Akiva Eldar
Haaretz (Opinion)
May 12, 2008 - 5:44pm
http://www.haaretz.com/hasen/pages/ShArt.jhtml?itemNo=982402&contrassID=2&subCon...


If George Bush were a true friend of Israel, he would seize the investigation against Prime Minister Ehud Olmert as an excuse to stay home tomorrow. Unless he has a rabbit in his hat, this will be the third time in the past half year that the U.S. president shows the Palestinians and the entire Arab world that they are wasting their time by trying to end the occupation by peaceful means. Not only have matters not improved since he troubled dozens of leaders from around the world to come to Annapolis in late November, 2007; since then, the occupation has been progressing, while the vision of two states has been receding. The number of new buildings erected in the settlements in the last few months rivals only the number of roadblocks that have been added since Bush last visited Jerusalem, in January.
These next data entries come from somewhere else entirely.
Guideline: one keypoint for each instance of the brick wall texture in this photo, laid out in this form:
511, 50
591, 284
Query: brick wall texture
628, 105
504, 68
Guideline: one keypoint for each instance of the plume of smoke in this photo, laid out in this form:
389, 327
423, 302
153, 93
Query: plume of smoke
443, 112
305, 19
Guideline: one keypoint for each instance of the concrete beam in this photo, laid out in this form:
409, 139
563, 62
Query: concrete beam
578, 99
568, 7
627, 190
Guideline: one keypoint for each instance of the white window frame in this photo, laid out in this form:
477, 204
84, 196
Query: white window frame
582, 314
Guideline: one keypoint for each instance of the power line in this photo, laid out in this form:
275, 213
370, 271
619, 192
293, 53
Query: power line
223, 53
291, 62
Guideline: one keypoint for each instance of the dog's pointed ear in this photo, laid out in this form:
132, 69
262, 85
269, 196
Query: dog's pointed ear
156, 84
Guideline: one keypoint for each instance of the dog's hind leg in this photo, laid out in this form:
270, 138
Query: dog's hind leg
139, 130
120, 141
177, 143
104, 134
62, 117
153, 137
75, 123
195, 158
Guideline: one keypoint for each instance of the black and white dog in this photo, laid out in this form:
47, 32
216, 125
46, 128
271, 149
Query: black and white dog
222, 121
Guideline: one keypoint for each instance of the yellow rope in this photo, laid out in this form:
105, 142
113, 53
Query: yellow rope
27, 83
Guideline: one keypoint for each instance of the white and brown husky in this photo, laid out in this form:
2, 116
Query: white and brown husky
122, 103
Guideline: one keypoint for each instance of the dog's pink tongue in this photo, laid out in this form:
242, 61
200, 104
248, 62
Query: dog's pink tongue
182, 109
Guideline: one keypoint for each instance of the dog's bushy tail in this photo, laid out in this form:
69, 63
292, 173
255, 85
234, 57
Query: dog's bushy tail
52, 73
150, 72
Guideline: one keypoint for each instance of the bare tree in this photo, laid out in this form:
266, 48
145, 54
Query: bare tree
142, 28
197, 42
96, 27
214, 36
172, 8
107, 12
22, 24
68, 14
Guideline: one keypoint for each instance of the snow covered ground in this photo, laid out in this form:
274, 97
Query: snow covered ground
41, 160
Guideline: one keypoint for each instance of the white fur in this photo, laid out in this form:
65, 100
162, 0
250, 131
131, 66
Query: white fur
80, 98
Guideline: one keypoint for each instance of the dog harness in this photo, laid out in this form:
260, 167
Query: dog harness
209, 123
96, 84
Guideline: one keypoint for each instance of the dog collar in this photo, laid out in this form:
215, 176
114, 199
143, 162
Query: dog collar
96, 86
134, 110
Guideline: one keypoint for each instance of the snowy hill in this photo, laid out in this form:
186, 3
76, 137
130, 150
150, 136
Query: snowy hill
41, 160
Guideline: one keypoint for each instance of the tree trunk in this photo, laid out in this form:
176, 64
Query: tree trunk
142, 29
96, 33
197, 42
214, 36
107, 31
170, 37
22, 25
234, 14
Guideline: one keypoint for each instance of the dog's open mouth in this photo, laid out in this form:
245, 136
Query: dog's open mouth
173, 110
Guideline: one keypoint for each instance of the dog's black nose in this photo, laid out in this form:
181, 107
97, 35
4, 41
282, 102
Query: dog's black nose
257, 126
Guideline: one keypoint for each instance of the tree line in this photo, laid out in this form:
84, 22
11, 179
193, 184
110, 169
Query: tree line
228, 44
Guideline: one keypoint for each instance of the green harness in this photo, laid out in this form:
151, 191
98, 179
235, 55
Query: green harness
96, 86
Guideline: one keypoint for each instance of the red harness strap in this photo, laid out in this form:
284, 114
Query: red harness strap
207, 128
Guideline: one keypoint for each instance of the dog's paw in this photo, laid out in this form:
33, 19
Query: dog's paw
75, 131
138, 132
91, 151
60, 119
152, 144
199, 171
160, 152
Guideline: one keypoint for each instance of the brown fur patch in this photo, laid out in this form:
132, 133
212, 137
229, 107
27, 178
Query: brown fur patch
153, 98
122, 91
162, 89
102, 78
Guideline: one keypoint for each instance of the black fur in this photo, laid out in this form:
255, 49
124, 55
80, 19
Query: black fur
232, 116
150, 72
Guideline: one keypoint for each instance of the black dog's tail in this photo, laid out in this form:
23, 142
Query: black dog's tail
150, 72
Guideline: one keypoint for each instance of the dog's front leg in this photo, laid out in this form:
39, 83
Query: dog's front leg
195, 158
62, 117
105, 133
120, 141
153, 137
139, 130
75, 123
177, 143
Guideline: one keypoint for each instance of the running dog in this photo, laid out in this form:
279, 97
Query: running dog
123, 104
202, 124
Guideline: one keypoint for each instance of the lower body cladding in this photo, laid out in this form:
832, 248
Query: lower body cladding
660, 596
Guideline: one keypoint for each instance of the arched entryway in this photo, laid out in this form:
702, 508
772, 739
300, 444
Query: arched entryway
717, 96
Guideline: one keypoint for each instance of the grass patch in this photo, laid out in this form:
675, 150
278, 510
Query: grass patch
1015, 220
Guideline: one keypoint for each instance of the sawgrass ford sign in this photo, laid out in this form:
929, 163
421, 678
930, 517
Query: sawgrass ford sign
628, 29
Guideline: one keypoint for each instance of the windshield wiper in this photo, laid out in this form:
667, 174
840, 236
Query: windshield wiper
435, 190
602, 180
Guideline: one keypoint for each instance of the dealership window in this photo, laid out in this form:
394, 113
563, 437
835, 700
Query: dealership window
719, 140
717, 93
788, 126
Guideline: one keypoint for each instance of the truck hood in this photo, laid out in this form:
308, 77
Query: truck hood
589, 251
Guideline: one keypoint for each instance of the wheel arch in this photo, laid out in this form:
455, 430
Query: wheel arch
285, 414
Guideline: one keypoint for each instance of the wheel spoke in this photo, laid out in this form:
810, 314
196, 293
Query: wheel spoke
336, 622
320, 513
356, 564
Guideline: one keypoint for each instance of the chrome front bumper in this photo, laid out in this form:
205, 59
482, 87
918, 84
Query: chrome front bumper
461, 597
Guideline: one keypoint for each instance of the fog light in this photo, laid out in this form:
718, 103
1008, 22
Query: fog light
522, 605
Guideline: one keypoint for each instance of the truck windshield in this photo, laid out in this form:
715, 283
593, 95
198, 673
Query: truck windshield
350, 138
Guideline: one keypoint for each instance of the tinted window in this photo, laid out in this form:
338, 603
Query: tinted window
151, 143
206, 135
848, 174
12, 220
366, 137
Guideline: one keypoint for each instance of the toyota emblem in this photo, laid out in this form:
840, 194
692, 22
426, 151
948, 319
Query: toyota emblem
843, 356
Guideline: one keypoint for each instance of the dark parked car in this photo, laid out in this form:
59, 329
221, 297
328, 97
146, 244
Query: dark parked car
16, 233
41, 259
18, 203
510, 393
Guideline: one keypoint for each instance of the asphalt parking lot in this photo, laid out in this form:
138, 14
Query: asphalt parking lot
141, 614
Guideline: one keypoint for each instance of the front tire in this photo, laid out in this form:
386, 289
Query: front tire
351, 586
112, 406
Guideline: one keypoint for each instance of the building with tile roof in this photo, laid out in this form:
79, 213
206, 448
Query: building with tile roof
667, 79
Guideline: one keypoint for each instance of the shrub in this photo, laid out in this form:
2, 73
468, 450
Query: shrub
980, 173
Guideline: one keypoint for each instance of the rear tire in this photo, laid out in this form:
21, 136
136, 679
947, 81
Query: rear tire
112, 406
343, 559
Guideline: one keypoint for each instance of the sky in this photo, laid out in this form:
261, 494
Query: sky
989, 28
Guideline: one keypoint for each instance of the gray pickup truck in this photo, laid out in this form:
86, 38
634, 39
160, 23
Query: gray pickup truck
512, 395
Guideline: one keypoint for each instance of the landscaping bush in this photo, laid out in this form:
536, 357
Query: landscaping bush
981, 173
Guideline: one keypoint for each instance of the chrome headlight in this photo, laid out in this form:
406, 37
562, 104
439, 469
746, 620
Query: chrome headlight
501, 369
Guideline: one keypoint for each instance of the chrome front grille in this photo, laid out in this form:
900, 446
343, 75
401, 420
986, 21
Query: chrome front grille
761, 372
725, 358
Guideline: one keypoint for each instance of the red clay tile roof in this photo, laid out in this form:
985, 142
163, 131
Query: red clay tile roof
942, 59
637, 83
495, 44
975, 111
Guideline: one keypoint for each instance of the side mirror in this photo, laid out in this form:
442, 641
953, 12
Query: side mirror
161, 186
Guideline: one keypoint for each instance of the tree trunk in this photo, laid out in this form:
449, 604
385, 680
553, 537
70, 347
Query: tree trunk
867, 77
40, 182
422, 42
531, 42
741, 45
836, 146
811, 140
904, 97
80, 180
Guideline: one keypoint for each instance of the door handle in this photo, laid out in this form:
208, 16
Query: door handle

Bush is an accomplice to an offense far worse than all of the criminal offenses of which Olmert is suspected combined. Every speech made by the president is one more bit of exposure of the nakedness of the Palestinian circles who tied their collective fate to the Annapolis declaration, which pledged to "make every effort to conclude an agreement before the end of 2008." In light of the stasis in the negotiations, Palestinian President Mahmoud Abbas (Abu Mazen) seems likely to resign even before Olmert does.

The failed gamble of the United States also undermines the standing of leaders in Egypt, Saudi Arabia and Jordan. Every fruitless visit by Bush to Israeli Jerusalem pushes the Arab League further and further away from its own peace initiative of March 2002, and provides more ammunition to Iran and Syria in their struggle for hegemony in the Middle East, over and above the moderate Sunni axis. Gaza and Lebanon are just the beginning.

If Bush cared about Israel remaining a Jewish country, he would not have let Abbas leave the White House last month bruised and battered. The Palestinian president told him that when the Palestinian delegates to the talks saw the Israeli positions, they thought Olmert and Tzipi Livni were playing a joke on them. In addition to all of the "settlement clusters," including, of course, the territorial "fingers" of Ariel, Ma'aleh Adumin and Givat Ze'ev, the Israelis demanded to remain in control of the entire Jordan Valley, almost to the outskirts of Nablus, while leaving intact all of the Jewish settlements in that area - all in all, some 600 square kilometers, amounting to about 10 percent of the territories. Israel also demanded that all of Jerusalem, including the Holy Basin surrounding the Old City and the Old City itself, would remain under Israeli sovereignty; Palestine would be given control only over the Temple Mount, which is held by the Muslim Waqf authorities in any case; not a single refugee would be allowed back under a Palestinian right of return, and Israel would not acknowledge any responsibility for the fate of the 1948 refugees.

Either Bush does not understand or he does not care what will happen here in the coming months if someone does not succeed in bringing the negotiations back to the Clinton-Taba outline. Abu Mazen's close circle is pushing him to end the talks and abandon the two-state solution. Moreover, he is being urged to dissolve the Palestinian Authority immediately, which would wipe what remains of the Oslo makeup off Israel's face. At the last convention of the PLO's executive committee and in a meeting with reporters, Abu Mazen handed out copies of an article by Adnan Abu Ouda, born in Nablus and formerly a minister in the Jordanian government, calling for the unilateral dismantling of the Palestinian Authority.

A paper recently released by the Reut Institute, in Tel Aviv, presents a compilation of evidence that the foundations are being laid for a Palestinian demand for a single state and for a return to the armed struggle against Israel. The paper also suggests that even among the leaders of Israel's Arab population, there is dwindling support for the two-state solution and a turn instead toward embracing the idea of a bi-national state.

"I am willing to make decisions that will entail painful compromises," Olmert declared at a state dinner for Bush in January, adding, "We have no interest in delaying matters. We don't want to procrastinate with the negotiations, lest changes for the worse take place on the Palestinian front. And we certainly don't want to delay the negotiation process when we have such political assistance [from the U.S.]."

What kind of assistance did he mean? Speaking of the Jewish outposts at the time, Bush announced decisively: "they ought to go .... we've been talking about it for four years. The agreement was, get rid of outposts, illegal outposts, and they ought to go."

What will the president say tomorrow?